How much different are we really, then, from our ancient forebears called into journeys of courage and commitment in the midst of great uncertainty?

With all of that in mind, let us turn to God in confidence and hope in prayer:

Holy One, we are so thankful for these our stories from our faith tradition that comfort and challenge us at the same time. 

We are so thankful for the various renderings of scripture and the scholarly thought available to us for our own further pondering. 

We are thankful, too, for the willingness of so many in our church family and in wider church circles willing to engage in thoughtful conversation about the meaning of scripture as it was originally intended, and as it is offered here and now. 

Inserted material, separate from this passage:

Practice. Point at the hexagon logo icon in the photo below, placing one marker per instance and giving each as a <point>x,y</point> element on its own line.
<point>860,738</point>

We are thankful for the freedom to probe and to question and to wonder and to enter into the kinds of conversations that our denomination encourages so as to better understand and claim our stories from scripture to shape and inform our own lives and the life of this faithful community. 

Be with us in our memories, our fears, our struggles, our doubts, our hopes, our dreams, and our desire for relationship with you and in and through our relationships with each other. 

On this last Sunday in the season of light and love and in the name of Jesus, teacher, healer, comforter, companion, advocate, friend, and brother, we say, ‘hallelujah’ and may it be so, amen.